Application Tuning to Optimize International Astronomy Workflow from NERSC to LFI-DPC at INAF-OATs
Researchers were transferring data from the National Energy Research Scientific Computing Center (NERSC) to Italy’s National Institute for Astrophysics - Trieste Astronomical Observatory (INAF-OATs) in the framework of the Planck project, and reported that data transfers between the two facilities were taking too long to complete. Performance was poor enough that data transfers were taking months where they should have taken days.
The researchers contacted ESnet for assistance in evaluating their workflow. The network path was international, and crossed five administrative domains (NERSC, ESnet, GEANT, GARR, and INAF). Files were migrated between the facilities using the RSYNC application, running over a secure connection enabled by the SSH protocol. In practice the researchers were seeing network performance of approximately 400KBps (~3Mbps).

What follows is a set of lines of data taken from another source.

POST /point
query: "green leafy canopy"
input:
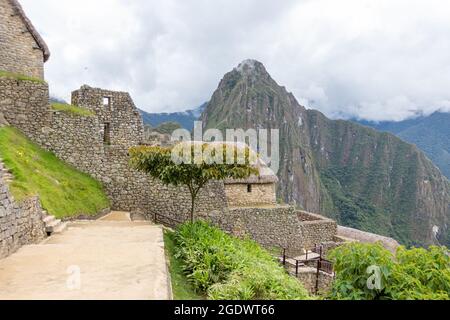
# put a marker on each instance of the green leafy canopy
(203, 163)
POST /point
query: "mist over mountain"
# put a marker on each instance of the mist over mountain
(430, 133)
(364, 179)
(185, 119)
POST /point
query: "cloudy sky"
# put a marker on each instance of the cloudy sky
(379, 59)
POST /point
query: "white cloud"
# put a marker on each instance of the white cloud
(353, 57)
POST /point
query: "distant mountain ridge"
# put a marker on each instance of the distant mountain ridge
(362, 178)
(185, 119)
(430, 133)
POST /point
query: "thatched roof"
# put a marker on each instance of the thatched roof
(37, 37)
(266, 176)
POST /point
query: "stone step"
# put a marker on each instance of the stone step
(60, 228)
(52, 226)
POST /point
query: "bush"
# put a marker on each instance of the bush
(415, 274)
(226, 268)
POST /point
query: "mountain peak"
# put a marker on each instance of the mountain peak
(250, 66)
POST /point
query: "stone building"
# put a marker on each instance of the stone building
(98, 145)
(22, 49)
(254, 191)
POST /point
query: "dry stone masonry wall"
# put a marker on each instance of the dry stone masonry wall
(280, 227)
(246, 195)
(20, 223)
(24, 104)
(19, 52)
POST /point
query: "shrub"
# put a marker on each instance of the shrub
(415, 274)
(226, 268)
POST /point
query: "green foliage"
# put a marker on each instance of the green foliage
(415, 274)
(19, 77)
(181, 288)
(167, 127)
(227, 268)
(70, 109)
(63, 191)
(196, 172)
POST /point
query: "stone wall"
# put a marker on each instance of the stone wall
(308, 276)
(244, 195)
(275, 227)
(20, 223)
(19, 52)
(25, 105)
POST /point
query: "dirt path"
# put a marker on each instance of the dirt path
(112, 258)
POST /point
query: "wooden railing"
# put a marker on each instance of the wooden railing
(321, 264)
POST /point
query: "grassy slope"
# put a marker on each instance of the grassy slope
(64, 191)
(181, 288)
(15, 76)
(70, 109)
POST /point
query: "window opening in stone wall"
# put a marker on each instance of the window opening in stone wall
(107, 102)
(107, 134)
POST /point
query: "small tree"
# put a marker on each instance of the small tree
(197, 171)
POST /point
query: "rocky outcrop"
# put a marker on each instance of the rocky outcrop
(362, 178)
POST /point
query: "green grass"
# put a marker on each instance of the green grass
(70, 109)
(181, 288)
(63, 190)
(19, 77)
(223, 267)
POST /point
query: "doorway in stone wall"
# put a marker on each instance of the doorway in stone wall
(107, 134)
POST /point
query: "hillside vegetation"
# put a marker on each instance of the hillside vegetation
(20, 77)
(430, 133)
(63, 191)
(370, 272)
(71, 109)
(222, 267)
(362, 178)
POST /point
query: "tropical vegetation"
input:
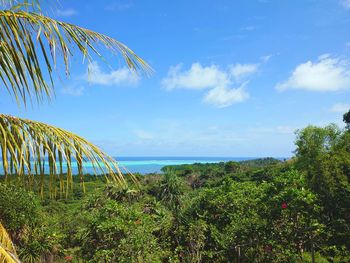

699205728 100% 389.66kB/s 0:29:12 (xfer#201, to-check=302/603)
706353440 100% 387.96kB/s 0:29:38 (xfer#202, to-check=301/603)
706442048 100% 388.94kB/s 0:29:33 (xfer#204, to-check=299/603)
For a dataset size of 3.3TB, these speeds would result in a transfer time of more than three months. When investigating workflow problems, there are many avenues that can be explored related to the software and hardware involved:
- Is the application involved capable of operating efficiently at high speeds over great distances?
- Is the underlying storage and processing hardware up to date, and properly tuned?
- Are the network components also tuned, and free of transmission errors?
Further inspection of the first component, the RSYNC/SSH application, revealed that the data transfer node at the European end did not have the HPN-SSH performance enhancements installed. This was the suggested first step, along with following the ESnet performance tuning guidelines for hosts and network devices.
Installation of the HPN-SSH modification resulted in an immediate performance improvement: speeds of 16MBps (128Mbps) were observed—an improvement of forty times the original. The improvement in workflow reduced the overall time required for data transfers to a mere 3 days.